R - Je ne sais ce que vous entendez par changement. Ce que je peux vous dire, c'est que toute l'année dernière, au sein du Conseil de sécurité, la France a utilisé toutes ses forces pour que l'on sorte de la situation détestable dans laquelle on était, où il n'y avait plus de commission de contrôle. Il y avait une situation de fait et nous pensions qu'il fallait à la fois ouvrir une perspective vers la suspension de l'embargo et en même temps rétablir un mode de contrôle qui soit convaincant, notamment pour tous les voisins de l'Iraq qui continuent à le demander.

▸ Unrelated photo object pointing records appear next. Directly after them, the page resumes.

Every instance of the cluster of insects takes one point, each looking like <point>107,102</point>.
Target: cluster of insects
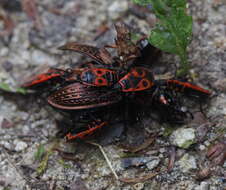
<point>93,88</point>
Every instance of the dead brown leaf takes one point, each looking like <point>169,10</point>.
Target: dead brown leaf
<point>139,179</point>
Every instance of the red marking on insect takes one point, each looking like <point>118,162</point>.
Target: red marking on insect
<point>138,79</point>
<point>44,77</point>
<point>163,100</point>
<point>91,129</point>
<point>99,77</point>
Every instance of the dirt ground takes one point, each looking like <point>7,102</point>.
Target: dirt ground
<point>28,44</point>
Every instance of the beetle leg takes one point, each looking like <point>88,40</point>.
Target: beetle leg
<point>91,128</point>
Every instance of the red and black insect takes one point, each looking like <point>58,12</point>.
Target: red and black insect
<point>89,89</point>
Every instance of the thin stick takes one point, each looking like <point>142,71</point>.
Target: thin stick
<point>106,158</point>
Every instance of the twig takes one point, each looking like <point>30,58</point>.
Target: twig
<point>106,158</point>
<point>15,167</point>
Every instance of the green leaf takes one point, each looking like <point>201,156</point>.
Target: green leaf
<point>142,2</point>
<point>173,32</point>
<point>8,88</point>
<point>5,87</point>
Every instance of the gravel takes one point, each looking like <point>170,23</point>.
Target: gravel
<point>31,123</point>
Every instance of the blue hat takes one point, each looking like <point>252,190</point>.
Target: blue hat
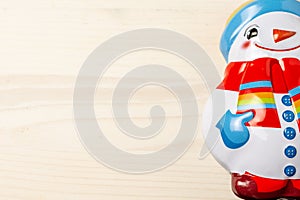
<point>248,12</point>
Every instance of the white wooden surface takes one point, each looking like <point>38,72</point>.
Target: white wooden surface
<point>43,44</point>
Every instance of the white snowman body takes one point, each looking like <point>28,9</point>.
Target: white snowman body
<point>264,153</point>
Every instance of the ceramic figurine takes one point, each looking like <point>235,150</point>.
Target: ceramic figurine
<point>258,126</point>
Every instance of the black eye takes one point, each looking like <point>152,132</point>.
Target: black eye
<point>251,33</point>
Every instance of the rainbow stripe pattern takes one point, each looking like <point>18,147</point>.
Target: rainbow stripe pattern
<point>295,95</point>
<point>255,99</point>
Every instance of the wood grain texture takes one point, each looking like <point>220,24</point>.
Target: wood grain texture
<point>43,44</point>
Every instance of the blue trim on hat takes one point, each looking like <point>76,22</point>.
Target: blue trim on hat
<point>251,11</point>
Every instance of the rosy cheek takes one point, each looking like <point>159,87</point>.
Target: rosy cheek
<point>246,45</point>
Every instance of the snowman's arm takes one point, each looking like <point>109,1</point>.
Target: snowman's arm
<point>233,130</point>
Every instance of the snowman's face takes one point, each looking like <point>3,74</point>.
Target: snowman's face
<point>275,35</point>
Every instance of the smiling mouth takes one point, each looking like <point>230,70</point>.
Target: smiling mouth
<point>278,50</point>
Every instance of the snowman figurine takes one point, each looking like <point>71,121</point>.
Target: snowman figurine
<point>255,111</point>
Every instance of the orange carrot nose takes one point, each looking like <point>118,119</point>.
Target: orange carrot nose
<point>280,35</point>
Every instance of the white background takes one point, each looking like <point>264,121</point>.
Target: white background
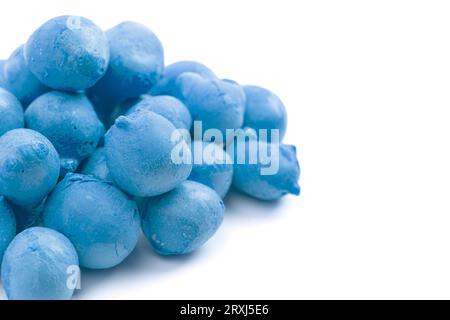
<point>366,84</point>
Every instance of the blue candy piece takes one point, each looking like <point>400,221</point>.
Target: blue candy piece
<point>136,64</point>
<point>96,165</point>
<point>69,121</point>
<point>11,112</point>
<point>139,153</point>
<point>101,221</point>
<point>215,169</point>
<point>20,80</point>
<point>27,216</point>
<point>167,84</point>
<point>29,166</point>
<point>7,225</point>
<point>271,184</point>
<point>68,53</point>
<point>218,104</point>
<point>169,107</point>
<point>182,220</point>
<point>264,110</point>
<point>40,264</point>
<point>2,78</point>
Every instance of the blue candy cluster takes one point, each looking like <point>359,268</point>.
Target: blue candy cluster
<point>99,140</point>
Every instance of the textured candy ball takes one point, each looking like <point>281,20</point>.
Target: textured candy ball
<point>167,84</point>
<point>214,168</point>
<point>2,78</point>
<point>68,53</point>
<point>136,63</point>
<point>7,225</point>
<point>29,166</point>
<point>100,220</point>
<point>96,165</point>
<point>279,178</point>
<point>140,151</point>
<point>182,220</point>
<point>11,112</point>
<point>27,216</point>
<point>20,80</point>
<point>69,121</point>
<point>216,103</point>
<point>169,107</point>
<point>40,264</point>
<point>264,110</point>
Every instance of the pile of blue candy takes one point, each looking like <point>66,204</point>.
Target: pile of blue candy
<point>93,149</point>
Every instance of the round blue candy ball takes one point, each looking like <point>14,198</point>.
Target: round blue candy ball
<point>2,78</point>
<point>264,110</point>
<point>29,166</point>
<point>182,220</point>
<point>27,216</point>
<point>267,181</point>
<point>100,220</point>
<point>136,64</point>
<point>167,84</point>
<point>40,264</point>
<point>218,104</point>
<point>142,153</point>
<point>69,121</point>
<point>169,107</point>
<point>7,225</point>
<point>215,169</point>
<point>68,53</point>
<point>20,80</point>
<point>11,112</point>
<point>96,165</point>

Nous avons donc été les fers de lance de cette discussion. Nous avons fait des propositions et nous avons abouti à la fin de l'année à une résolution qui marque un grand progrès par rapport au fait qu'il n'y avait plus rien mais qui n'était pas tout à fait satisfaisante à nos yeux. Donc, nous ne nous sommes pas opposés à cette résolution parce qu'elle marquait un progrès mais nous ne l'avons pas votée parce qu'il y a deux ou trois points où nous aurions souhaité encore un perfectionnement. Donc nous nous sommes abstenus ; la résolution a été votée ; c'est la 1284, je crois. Il s'agit maintenant de la mettre en ¿uvre et notamment de faire marcher la nouvelle commission de contrôle qui a été créée par cette résolution.

A ce sujet, il y a eu un blocage qui a duré pendant longtemps et c'est sur une proposition française qu'on a trouvé un président qui était acceptable par tous les membres permanents du Conseil de sécurité : M. Blix qui avait réussi quand il dirigeait l'AIEA à travailler d'une façon tellement incontestable qu'il était accepté par les uns et par les autres. Bon, maintenant il faut avancer et nous souhaitons que cette commission puisse réellement commencer à travailler. Je pense aux Iraquiens, quand je dis cela.

Q - Monsieur le Ministre, on aimerait bien connaître la position de la France envers l'embargo sur la Libye. On a parlé de l'embargo sur l'Iraq mais on ne connaît pas encore la position de la France concernant la Libye.

Second point concernant les études des Tunisiens en France. On a su qu'au début de l'année il y avait beaucoup de problèmes et de difficultés concernant les tests de français. Les étudiants tunisiens en France doivent passer un test de langue française. Normalement, on est un pays francophone ; on ne doit pas passer de tests pareils. Il y a eu des grèves de la faim....

R - Sur la Libye, notre loi, c'est la loi internationale. L'embargo a été suspendu par le Conseil de sécurité, sauf en ce qui concerne les armes. Donc, nous appliquons les consignes du Conseil de sécurité. C'est normal puisque nous contribuons à les élaborer et nous n'avons pas de position particulière par rapport à cela. On ne peut que respecter cette règle.

Sur votre seconde question, je n'ai pas connaissance - mais je vais vérifier - de mesure particulière qui ait été prise par rapport aux étudiants tunisiens./.